Mais, é ainda inconstitucional no caso concreto ao colocar o agregado numa situação de perigo que faz piorar a fragilidade económica, ficando evidente uma discriminação em razão da origem. Naturalmente que tal exposição ao perigo choca face ao desejo de aumento exorbitante das rendas visto que foi o propósito do senhorio que alegou optar pelo despejo para alcançar uma renda superior.


20ª


De facto, o legislador que pretende efetivar os despejos estará a tratar de modo diverso os arrendatários dado que não limita os aumentos de renda, nada justificando tal desigualdade de tratamento.»


A exequente/recorrida contra-alegou, defendendo a improcedência do recurso e a consequente manutenção da decisão recorrida.


Corridos os vistos, cumpre apreciar e decidir.


II – ÂMBITO DO RECURSO


Sendo o objeto do recurso delimitado pelas conclusões das alegações, sem prejuízo do que seja de conhecimento oficioso (arts. 608º, nº 2, 635º, nº 4 e 639º, nº 1, do CPC), a questão essencial a decidir consiste em saber se deve ser suspensa a entrega do imóvel penhorado e vendido nestes autos.


A resposta à referida questão pressupõe a análise da seguinte problemática:


- legitimidade da recorrente;


- caso julgado formal;


- direito constitucional à habitação (casa de morada de família).


III – FUNDAMENTAÇÃO


OS FACTOS


Os factos a considerar, além dos que constam do relatório, são os seguintes1:


1 - Na presente execução foi penhorada a fração “D” do prédio descrito na CRP de Cidade 1 sob o n.º 2229 da freguesia de Local 1, inscrito na matriz sob o artigo 7390, com propriedade registada a favor dos executados desde 21.08.2007.
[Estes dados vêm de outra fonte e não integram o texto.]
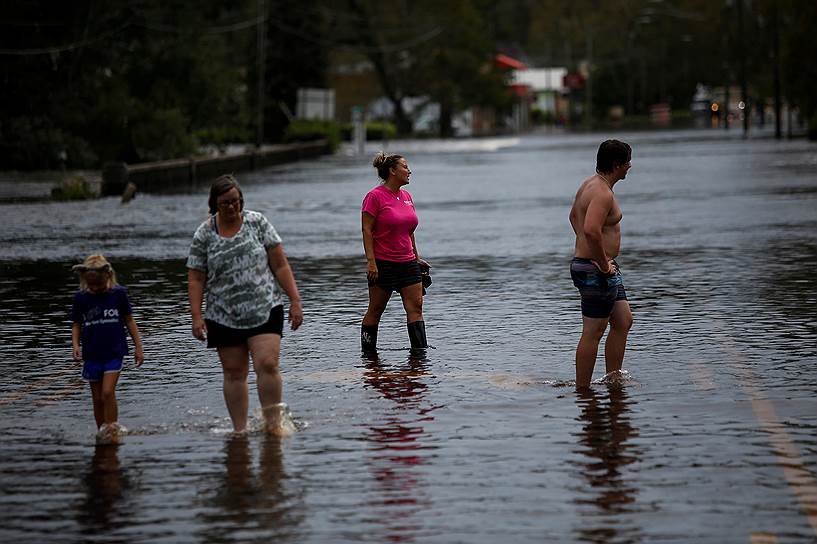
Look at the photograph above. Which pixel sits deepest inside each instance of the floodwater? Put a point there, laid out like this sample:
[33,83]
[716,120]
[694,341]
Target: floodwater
[708,437]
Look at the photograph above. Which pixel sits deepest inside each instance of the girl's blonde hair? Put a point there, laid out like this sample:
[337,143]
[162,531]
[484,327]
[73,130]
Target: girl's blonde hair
[95,264]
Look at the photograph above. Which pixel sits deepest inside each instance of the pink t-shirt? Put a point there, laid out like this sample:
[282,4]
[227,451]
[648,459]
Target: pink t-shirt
[394,222]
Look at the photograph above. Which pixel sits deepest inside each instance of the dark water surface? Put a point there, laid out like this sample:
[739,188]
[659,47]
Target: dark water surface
[711,437]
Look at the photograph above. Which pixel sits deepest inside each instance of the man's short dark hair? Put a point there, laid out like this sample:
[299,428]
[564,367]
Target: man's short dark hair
[612,153]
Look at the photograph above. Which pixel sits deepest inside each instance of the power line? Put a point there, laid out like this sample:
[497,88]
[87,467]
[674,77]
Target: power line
[65,47]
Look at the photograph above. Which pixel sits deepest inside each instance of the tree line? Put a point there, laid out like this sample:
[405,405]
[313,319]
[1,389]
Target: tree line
[90,81]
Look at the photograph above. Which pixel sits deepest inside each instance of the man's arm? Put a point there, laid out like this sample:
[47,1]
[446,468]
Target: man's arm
[597,212]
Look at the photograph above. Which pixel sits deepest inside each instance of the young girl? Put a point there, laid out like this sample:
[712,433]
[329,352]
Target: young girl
[100,314]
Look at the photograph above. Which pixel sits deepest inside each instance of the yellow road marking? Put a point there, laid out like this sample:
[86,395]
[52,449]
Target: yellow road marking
[20,393]
[797,475]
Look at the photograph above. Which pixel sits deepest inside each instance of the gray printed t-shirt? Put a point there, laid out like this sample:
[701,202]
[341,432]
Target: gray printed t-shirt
[241,288]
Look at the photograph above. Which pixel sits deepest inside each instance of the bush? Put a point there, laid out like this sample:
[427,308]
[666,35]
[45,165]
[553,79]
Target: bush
[162,134]
[34,142]
[220,137]
[73,188]
[375,130]
[307,130]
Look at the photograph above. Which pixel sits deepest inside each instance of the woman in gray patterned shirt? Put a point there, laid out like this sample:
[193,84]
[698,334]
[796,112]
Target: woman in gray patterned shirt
[236,257]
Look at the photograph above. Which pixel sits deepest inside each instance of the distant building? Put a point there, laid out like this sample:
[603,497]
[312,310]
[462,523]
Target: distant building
[547,88]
2 - Através de escrituras de 03.10.2007 os executados constituíram duas hipotecas a favor do Banco Comercial Português, S.A.2, para garantia de dois empréstimos que este banco lhes concedeu, tendo a inscrição das hipotecas sido registada também em 21.08.2007.


3 - A penhora foi inscrita no registo predial em 02.03.2011.


4 - Em 14.06.2017 foi proferido despacho mandando notificar a agente de execução3 para proceder à venda do imóvel penhorado pelo valor da proposta apresentada pelo credor BCP, SA (€ 45.900,00), caso outra de valor mais elevado não fosse alcançada.


5 - Teve lugar a venda do imóvel penhorado, titulada por escritura pública de compra e venda de 18.09.2017.


6 - O agente de execução notificou os executados, por cartas registadas datadas de 27.09.2017, para, no prazo de 5 dias, procederem à entrega das chaves da aludida fração.


7 - Em 23.02.2018 a recorrente apresentou um requerimento nos autos, alegando ter celebrado contrato de arrendamento com os executados em 01.06.2014, conforme documento que juntou, requerendo que não fosse efetuada “a diligência de entrega coerciva do imóvel à Credora Reclamante por via do reconhecimento do contrato de arrendamento”, e que fosse a mesma notificada para “indicar IBAN para o qual deverão ser pagas as rendas”.


8 - Em 26.09.2018, a recorrente requereu a junção aos autos de “comprovativos de depósito de renda junto da Entidade Bancária Caixa Geral de Depósitos”.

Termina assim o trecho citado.